尾川が内藤を判定で下し3度目の防衛

 「ボクシング・日本スーパーフェザー級タイトルマッチ10回戦」(3日、後楽園ホール)

 尾川堅一(28)=帝拳=が同級1位の内藤律樹(25)=E&Jカシアス=を3-0の判定(96-94×3)で下し、3度目の防衛に成功した。尾川は20勝(16KO)1敗、内藤は15勝(5KO)2敗となった。

 1回、ゴングと同時に赤コーナーから尾川が飛び出した。内藤に襲いかかるといきなり右を浴びせた。「自分の距離をつくろうと思っていた。最初の10秒でそれができた」と作戦通りの立ち上がり。

 2回以降は内藤のジャブをもらわず、プレッシャーをかけ続けたが、内藤のディフェンスを崩しきれない。互いにパンチを交換し合う一進一退の攻防。5回終了時の公開採点はジャッジ3者とも48-47で尾川を支持した。

 6回以降も内藤が下がり、尾川が追う展開。8回には尾川の右ストレートが内藤の顔面を捕らえた。「クリーンヒットの手応えがあったけど倒れなかった」と振り返った。

 1年前の12月14日、王者と挑戦者が反対の立場でリングに上がった。1回に尾川の右ストレートが決まり内藤がダウン。5回、偶然のバッティングで内藤が右目上を大きくカットし負傷判定で王者が交代した。互いに「完全決着」を口にして臨んだ再戦だった。

 「内藤は強かった。左フックからワンツーというのが自分のパターンだけど、フックを外されて次のパンチで体が流れてしまった。自分は一発当てたら終わりの日本拳法出身で、当たった後のつなぎの感覚がまだまだ」と反省も口にした。

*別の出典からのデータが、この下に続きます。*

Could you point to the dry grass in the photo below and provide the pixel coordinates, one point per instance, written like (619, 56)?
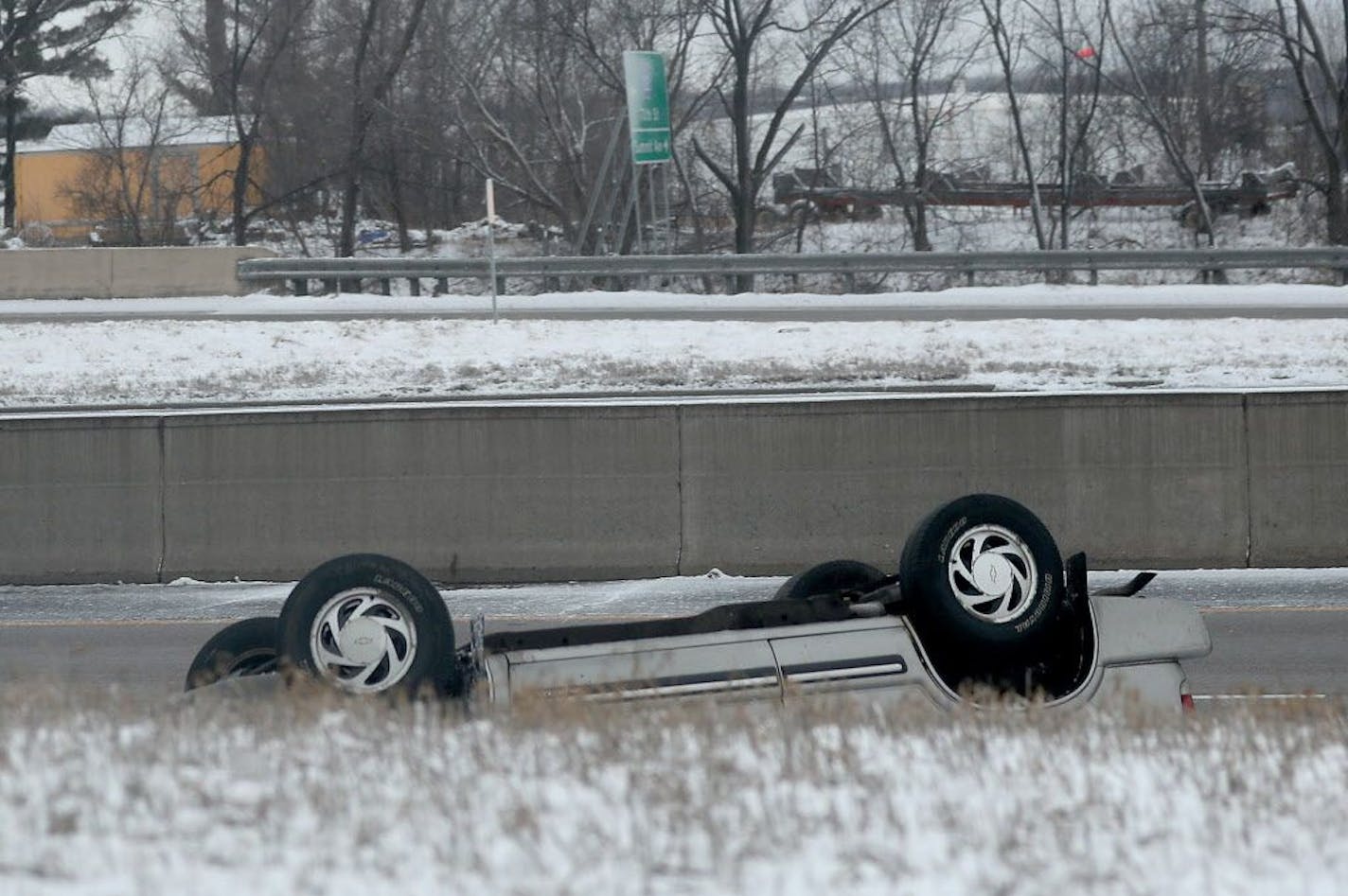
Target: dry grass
(104, 793)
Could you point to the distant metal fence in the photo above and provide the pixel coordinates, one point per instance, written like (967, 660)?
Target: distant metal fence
(565, 272)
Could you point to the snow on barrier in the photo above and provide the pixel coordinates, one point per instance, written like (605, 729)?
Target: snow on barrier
(554, 491)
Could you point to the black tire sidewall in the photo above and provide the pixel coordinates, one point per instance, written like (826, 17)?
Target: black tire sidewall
(825, 578)
(251, 639)
(432, 667)
(931, 604)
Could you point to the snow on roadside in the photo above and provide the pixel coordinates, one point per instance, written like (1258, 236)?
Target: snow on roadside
(343, 797)
(147, 362)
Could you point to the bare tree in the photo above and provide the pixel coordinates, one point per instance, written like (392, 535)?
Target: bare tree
(749, 28)
(540, 93)
(912, 60)
(1132, 82)
(239, 53)
(1077, 96)
(1006, 47)
(1313, 42)
(53, 38)
(135, 184)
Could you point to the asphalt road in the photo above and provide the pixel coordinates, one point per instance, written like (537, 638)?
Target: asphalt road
(1266, 650)
(954, 305)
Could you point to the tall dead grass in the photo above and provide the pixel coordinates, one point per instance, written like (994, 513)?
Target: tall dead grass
(101, 791)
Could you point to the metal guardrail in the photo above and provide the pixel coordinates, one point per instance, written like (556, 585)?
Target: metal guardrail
(299, 271)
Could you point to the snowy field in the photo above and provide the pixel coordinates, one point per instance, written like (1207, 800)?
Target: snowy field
(104, 795)
(156, 361)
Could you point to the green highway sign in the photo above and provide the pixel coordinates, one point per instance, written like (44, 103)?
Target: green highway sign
(647, 107)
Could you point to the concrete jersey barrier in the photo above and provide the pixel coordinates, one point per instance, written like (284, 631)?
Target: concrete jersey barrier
(556, 491)
(124, 272)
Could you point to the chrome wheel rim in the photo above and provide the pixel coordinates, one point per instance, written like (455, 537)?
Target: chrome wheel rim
(255, 661)
(992, 572)
(362, 641)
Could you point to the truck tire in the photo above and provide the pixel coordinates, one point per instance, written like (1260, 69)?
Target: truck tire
(247, 647)
(824, 578)
(982, 577)
(369, 624)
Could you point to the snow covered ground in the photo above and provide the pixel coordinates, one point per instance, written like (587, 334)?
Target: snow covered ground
(102, 795)
(156, 361)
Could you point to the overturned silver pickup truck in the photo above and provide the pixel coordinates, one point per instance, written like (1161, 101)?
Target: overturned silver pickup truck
(982, 603)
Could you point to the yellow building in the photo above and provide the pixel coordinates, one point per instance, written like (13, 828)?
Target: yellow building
(128, 181)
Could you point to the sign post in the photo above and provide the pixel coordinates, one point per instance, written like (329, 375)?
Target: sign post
(647, 121)
(647, 107)
(491, 241)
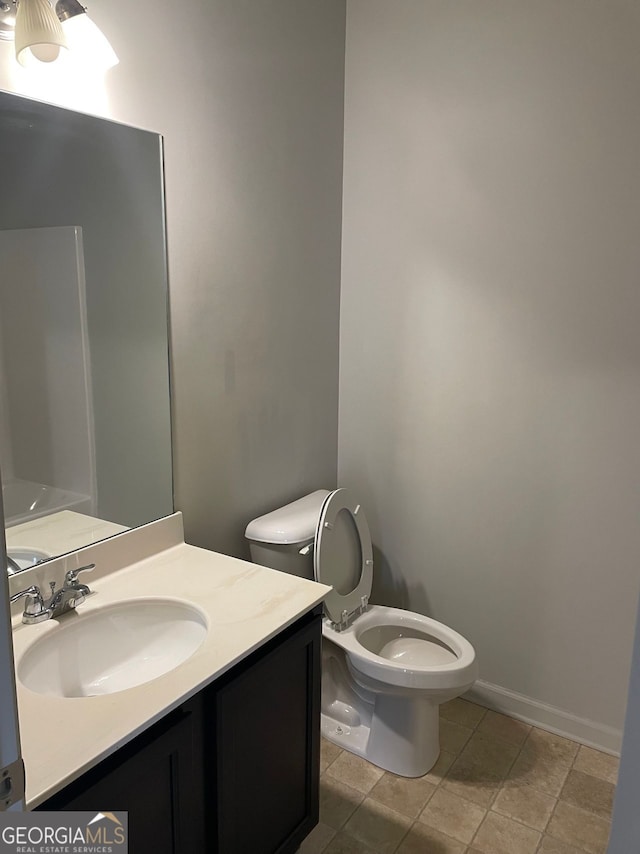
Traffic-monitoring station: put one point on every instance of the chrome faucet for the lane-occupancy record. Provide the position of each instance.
(71, 594)
(12, 566)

 家に帰れば長男・豹(ひょう・4歳)くん、次男・亜陸(あり・3歳)くん、皇(おう・0歳)の3児のパパ。子供たちのためにも来年は世界のベルトを目指す。

 内藤は「判定は受け入れます。右フック、左フックがやりづらかった。ジャブの対策をしていたようで当たりづらかった。身でパンチを避けようとしたので、見栄えが悪く(ポイントが)向こうに流れたかも」とコメントした。